Hyperinformation
The era from somewhere around 1980 until at least 2008, or maybe as late as 2020, in the United States, and probably in many other countries as well, could be described as having a liberal cultured that was hyperinformed: paralyzed by too much information. It wasn't just that we felt an "incredulity towards all metanarratives" - even if we had been credulous, we wouldn't have been able to apply metanarratives even if we wanted to. The phrase "infodumping," which was coined in 1978, is telling. So much information was dumped on us that it became impossible to process it, to categorize it, to feel anything about it, or to do anything about it.
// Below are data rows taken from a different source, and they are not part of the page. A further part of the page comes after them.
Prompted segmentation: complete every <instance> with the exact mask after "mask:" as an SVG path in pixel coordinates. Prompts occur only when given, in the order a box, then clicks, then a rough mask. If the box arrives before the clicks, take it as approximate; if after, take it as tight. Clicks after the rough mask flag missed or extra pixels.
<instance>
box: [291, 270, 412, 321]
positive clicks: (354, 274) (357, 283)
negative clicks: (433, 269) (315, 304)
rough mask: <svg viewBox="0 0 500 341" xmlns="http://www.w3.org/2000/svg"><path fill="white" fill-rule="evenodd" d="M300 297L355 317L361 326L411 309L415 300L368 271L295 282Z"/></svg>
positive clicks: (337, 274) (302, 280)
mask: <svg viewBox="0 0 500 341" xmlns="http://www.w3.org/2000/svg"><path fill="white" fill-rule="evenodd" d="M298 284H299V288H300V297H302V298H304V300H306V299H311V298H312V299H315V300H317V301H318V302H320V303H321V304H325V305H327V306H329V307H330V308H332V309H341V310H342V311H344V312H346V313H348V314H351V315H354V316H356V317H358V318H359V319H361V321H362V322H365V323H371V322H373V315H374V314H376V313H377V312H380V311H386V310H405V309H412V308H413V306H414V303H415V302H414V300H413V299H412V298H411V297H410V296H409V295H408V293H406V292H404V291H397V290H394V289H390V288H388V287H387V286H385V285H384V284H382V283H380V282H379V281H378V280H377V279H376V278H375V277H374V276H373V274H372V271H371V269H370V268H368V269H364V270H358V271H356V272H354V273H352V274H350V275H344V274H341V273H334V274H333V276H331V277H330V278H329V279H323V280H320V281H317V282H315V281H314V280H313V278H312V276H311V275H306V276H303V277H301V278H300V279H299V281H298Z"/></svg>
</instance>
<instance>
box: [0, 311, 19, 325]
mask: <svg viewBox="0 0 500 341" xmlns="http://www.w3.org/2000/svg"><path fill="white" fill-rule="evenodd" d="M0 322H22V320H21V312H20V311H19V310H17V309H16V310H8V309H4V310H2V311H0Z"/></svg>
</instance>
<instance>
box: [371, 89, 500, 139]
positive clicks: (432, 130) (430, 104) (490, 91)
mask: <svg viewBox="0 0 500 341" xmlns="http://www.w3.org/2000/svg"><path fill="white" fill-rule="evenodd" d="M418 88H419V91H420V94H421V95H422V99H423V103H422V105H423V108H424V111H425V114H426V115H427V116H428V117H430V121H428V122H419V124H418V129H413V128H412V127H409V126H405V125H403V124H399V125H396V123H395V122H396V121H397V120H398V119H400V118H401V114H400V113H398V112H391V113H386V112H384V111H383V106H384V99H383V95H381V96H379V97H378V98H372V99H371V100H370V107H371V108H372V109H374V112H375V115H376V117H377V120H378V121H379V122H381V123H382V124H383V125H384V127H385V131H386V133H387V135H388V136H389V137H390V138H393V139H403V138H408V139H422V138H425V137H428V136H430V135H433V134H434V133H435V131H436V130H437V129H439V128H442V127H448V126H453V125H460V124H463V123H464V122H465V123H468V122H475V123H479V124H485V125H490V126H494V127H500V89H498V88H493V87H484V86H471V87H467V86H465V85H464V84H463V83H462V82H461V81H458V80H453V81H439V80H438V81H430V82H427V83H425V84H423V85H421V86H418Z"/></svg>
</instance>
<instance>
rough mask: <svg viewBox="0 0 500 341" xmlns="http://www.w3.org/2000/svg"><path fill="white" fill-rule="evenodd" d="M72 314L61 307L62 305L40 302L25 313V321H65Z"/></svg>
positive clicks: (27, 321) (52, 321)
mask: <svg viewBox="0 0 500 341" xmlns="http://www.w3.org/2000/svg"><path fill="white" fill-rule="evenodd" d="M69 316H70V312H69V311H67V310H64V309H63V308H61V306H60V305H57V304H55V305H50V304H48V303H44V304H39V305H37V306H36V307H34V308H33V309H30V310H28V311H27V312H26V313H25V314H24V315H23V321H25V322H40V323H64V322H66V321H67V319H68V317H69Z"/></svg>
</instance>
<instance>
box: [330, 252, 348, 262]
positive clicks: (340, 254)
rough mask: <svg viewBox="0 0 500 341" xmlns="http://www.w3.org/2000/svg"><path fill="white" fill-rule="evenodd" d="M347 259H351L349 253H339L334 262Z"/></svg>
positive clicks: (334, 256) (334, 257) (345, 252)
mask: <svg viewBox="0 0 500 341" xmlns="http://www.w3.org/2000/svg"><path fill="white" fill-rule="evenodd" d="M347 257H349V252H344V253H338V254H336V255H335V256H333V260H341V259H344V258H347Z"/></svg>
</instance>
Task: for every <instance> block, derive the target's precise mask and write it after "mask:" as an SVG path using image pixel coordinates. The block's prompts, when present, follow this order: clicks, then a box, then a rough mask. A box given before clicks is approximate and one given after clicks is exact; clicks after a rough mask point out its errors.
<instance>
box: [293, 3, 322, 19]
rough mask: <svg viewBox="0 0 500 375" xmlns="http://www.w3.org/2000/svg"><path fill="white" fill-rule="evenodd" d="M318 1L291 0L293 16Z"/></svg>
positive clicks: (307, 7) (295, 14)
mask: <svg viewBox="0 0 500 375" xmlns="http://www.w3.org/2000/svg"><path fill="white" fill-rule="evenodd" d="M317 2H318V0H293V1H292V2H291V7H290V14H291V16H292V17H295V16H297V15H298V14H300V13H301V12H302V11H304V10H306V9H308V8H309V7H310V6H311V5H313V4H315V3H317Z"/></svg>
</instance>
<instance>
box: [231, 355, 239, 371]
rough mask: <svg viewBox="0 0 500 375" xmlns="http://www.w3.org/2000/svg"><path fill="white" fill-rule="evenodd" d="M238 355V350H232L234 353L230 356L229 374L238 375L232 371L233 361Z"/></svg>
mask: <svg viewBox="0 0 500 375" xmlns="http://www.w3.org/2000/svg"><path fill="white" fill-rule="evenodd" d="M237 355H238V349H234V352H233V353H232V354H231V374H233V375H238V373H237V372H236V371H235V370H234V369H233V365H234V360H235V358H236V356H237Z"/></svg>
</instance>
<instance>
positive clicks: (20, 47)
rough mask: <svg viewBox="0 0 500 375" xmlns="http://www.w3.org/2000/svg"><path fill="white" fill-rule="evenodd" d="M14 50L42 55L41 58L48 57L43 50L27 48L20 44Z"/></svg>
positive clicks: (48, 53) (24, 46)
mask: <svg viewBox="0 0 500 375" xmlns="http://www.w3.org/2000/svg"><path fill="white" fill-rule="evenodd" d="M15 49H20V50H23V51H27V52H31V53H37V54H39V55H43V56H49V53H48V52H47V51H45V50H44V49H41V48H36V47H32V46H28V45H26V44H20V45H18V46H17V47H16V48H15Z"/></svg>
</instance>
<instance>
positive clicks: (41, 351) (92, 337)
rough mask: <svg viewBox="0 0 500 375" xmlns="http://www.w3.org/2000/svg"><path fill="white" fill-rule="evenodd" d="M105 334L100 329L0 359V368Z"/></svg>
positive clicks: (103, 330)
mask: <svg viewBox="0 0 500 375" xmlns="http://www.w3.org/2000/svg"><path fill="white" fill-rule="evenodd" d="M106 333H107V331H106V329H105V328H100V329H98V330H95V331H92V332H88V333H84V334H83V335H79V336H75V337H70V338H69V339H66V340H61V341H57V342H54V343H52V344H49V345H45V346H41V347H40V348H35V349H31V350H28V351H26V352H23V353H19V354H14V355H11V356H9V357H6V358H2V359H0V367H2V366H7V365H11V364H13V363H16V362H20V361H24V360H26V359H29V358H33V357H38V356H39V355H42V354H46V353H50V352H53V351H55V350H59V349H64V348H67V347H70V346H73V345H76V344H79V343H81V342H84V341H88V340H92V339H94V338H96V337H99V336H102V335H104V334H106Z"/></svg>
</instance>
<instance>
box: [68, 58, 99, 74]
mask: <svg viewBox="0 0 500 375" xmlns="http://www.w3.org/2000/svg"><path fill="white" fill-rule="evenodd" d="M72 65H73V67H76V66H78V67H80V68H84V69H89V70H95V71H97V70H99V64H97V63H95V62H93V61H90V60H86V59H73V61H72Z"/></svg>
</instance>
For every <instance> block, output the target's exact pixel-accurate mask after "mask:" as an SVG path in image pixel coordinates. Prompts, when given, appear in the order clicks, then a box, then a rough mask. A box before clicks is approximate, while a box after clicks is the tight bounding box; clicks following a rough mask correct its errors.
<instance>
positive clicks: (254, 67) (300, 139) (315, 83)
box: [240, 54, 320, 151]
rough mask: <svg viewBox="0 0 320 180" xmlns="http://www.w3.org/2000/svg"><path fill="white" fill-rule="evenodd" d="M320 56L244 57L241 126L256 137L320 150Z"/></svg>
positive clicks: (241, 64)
We became numb, jaded, depoliticized, more thoroughly alienated, apathetic. We were so overwhelmed that it didn't even feel like being overwhelmed anymore - it ceased to have any emotional, rational, or conscious impact on us whatsoever. We became mere passive spectators, information flowing at us from all directions relentlessly, merely absorbing it - or not even absorbing it, letting it crest over us in waves of incomprehensibility. It's more than a roller coaster ride - the key aspect to it is that it never ends, it never pauses, it's just one thing after another, and a thousand things at once. It's nauseating.
I have to admit that there's some kind of weird pleasure I feel in response to hyperinformation. Could it be that this is the contemporary form of the sublime?
Now, with AI, we're in a different culture phase, post-hyperinformation. Will we miss the "good old days" of hyperinformation?